Être le « petit ensemblier » de la LPM au cabinet du ministre a d’abord constitué une grande leçon de modestie. Le ministère des Armées a une profondeur incroyable : par la diversité des profils qui le servent, la variété et la technicité des missions des armées comme des systèmes d’armes.
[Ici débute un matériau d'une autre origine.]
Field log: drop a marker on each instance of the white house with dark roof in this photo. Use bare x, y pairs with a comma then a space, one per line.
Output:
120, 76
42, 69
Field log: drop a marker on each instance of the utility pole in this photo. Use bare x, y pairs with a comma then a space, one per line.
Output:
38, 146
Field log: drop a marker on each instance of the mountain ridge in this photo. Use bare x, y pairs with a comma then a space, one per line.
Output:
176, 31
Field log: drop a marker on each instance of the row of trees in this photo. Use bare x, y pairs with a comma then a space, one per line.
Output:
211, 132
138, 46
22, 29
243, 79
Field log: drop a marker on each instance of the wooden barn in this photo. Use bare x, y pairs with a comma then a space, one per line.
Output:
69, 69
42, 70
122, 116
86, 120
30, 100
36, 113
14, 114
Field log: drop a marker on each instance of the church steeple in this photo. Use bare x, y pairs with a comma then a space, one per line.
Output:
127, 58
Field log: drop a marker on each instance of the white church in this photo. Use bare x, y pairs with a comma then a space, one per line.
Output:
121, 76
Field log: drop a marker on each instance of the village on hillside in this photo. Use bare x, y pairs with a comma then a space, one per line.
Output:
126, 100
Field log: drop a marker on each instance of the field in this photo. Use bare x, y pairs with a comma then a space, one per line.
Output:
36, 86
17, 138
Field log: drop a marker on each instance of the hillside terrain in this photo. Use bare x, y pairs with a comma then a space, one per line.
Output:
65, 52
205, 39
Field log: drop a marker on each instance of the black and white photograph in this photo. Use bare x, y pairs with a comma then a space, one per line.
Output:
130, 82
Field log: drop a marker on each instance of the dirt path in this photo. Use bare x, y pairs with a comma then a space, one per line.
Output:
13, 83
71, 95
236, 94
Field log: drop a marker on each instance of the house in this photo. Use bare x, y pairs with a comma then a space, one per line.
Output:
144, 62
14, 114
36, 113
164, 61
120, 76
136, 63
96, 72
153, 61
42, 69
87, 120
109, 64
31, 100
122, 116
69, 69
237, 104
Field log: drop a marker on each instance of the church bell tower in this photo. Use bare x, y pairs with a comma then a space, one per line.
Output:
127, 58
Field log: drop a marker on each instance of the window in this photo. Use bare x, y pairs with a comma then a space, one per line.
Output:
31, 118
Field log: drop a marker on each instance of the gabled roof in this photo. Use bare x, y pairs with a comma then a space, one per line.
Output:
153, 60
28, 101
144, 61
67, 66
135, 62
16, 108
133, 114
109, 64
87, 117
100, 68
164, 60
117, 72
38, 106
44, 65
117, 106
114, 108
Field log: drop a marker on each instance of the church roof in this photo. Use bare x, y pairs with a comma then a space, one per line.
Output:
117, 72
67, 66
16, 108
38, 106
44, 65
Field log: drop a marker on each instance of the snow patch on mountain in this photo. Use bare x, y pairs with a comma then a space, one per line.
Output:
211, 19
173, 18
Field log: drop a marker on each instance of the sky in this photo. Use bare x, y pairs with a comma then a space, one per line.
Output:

Comment assembler un modèle d’armée cohérent dans la durée face à : des menaces hétérogènes mais qui s’accumulent, des technologies hyperévolutives (voir l’IA et le quantique !), une ressource humaine difficile à recruter et fidéliser car très concurrentielle, et le tout avec le sens des responsabilités budgétaires ? Voilà le problème qu’il fallait résoudre !
La manière dont le ministre a directement piloté la construction de la LPM, avec l’appui de tout ce que le ministère compte d’intelligence et de dévouement, tant dans son cabinet civil et militaire que dans les états-majors et l’administration, est absolument fascinante : il s’agissait de prendre des options (quelle place pour les drones ? pour l’action dans l’espace ? pour la défense sol-air ?…) pour notre modèle d’armée, qui engagent la nation dans la durée, avec la plus grande agilité, et le tout selon le cap fixé par le Président de la République qui marie le très court terme (accélérer les acquisitions de munitions en écho à la guerre en Ukraine) et la vision à plus de 30 ans (notre dissuasion).
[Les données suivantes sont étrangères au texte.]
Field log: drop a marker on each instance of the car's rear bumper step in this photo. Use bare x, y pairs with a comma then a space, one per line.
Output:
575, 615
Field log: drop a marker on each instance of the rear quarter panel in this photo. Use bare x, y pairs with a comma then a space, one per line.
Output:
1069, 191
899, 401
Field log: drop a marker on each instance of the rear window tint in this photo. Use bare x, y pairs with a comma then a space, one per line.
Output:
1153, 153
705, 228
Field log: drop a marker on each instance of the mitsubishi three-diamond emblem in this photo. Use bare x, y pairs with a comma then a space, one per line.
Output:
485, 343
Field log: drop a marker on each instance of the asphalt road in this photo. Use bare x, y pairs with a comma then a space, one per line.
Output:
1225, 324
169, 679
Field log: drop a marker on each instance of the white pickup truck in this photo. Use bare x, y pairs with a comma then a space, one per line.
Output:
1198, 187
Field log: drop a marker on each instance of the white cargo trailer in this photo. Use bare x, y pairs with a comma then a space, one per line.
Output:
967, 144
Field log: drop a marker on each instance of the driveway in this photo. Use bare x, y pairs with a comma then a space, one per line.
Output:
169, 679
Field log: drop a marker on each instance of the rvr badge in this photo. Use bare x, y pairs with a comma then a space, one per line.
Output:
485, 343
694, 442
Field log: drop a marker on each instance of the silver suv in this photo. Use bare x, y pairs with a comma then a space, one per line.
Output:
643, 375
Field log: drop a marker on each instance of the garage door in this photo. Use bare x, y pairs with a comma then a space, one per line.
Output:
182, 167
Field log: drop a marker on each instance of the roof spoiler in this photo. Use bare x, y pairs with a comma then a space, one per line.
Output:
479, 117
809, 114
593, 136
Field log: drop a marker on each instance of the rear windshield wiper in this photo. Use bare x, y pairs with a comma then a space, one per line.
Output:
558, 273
« La manière dont le ministre a directement piloté la construction de la LPM est absolument fascinante. »
L’examen du projet de LPM au Parlement a ensuite été l’occasion d’une découverte in vivo : celle de la vie parlementaire d’aujourd’hui. Assister le ministre « au banc » pendant de longues journées (et soirées), qui a tenu à discuter sur le fond chacun des amendements déposés (2 500 amendements à l’Assemblée nationale et 600 au Sénat), a constitué un exercice d’endurance, mais aussi la découverte que, quoi qu’on en dise, les institutions démocratiques de notre pays sont solides et permettent de vrais débats. Les débats sur la dissuasion nucléaire et sur nos alliances stratégiques (européennes, atlantiques) a pu utilement éclairer nos concitoyens sur la réalité des positions des partis politiques.
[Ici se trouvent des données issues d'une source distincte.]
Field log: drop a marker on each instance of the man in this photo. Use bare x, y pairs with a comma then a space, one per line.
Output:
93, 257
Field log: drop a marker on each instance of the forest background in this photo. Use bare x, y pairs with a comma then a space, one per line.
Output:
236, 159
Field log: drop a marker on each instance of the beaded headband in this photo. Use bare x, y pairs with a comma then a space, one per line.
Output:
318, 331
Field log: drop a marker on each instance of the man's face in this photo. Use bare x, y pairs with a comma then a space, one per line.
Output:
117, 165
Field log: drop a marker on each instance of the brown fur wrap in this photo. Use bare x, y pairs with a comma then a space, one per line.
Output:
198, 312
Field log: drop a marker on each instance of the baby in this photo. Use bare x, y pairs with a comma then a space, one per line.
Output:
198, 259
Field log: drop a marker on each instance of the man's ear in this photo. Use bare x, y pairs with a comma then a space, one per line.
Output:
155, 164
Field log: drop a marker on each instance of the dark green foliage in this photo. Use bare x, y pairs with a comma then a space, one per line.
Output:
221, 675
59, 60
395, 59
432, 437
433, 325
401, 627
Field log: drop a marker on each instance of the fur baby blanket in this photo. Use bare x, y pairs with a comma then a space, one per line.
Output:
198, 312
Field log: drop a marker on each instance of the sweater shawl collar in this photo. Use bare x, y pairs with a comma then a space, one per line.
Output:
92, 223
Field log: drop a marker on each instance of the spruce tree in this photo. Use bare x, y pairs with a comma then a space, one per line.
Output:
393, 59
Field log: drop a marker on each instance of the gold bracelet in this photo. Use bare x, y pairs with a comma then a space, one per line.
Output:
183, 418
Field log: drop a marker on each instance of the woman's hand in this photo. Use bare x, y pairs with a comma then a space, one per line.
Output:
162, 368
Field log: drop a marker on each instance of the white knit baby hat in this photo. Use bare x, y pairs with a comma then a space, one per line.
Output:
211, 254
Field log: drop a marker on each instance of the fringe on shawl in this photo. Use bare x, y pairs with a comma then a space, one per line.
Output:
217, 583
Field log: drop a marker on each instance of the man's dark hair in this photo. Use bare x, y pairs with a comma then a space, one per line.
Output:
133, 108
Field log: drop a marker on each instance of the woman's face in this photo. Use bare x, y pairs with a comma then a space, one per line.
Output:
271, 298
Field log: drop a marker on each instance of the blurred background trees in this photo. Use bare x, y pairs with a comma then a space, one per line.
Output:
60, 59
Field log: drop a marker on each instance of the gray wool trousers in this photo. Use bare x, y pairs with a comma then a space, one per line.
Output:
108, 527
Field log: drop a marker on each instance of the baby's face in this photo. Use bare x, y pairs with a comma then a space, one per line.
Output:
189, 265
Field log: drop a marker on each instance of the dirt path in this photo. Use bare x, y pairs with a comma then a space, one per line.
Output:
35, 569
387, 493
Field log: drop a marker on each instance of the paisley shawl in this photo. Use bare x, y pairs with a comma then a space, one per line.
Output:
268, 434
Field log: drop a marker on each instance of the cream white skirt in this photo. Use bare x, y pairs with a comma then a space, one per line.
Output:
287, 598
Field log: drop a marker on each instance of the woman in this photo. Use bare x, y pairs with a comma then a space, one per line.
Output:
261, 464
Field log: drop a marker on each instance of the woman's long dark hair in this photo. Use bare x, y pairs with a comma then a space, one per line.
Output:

Peut-on considérer qu’être en cabinet ministériel est un métier spécifique, et quelle en est la spécificité ? Quelles compétences faut-il avoir ou développer ? Au ministère des Armées ou ailleurs ?
Être membre de cabinet ministériel, ce n’est pas un métier : on n’y fait pas carrière. En revanche, cela requiert du métier, car c’est le lieu de l’articulation entre le Politique, au sens le plus noble du terme (celui qui dispose de la légitimité de la Nation pour décider et conduire sa politique), et l’administration, qui, elle, prépare et met en œuvre cette politique. C’est la singularité des postes en cabinet ministériel : assister le ministre, c’est être auprès de lui autant que nécessaire, tout en assurant le pilotage de l’administration. Dans un monde où tout va très vite, où la médiatisation est immédiate, il faut être hyperadaptatif, très organisé, disponible, mais aussi créatif pour trouver des solutions pour que l’intention politique se traduise de la meilleure façon possible. La « culture générale administrative » est très utile pour cela.
“Le cabinet ministériel est le lieu de l’articulation entre le Politique et l’administration.”
Ces compétences sont transverses à tous les cabinets ministériels. Au ministère des Armées, la « double adhérence » à la culture militaire et à celle de l’ingénieur est aussi très utile. On ne traite bien que ce que l’on comprend (en tout cas un minimum !) et, au fond, ce que l’on admire.
Et en tant que dirigeant, quel conseil donnerais-tu à un X qui voudrait travailler sur ces sujets ? Quel parcours préalable ?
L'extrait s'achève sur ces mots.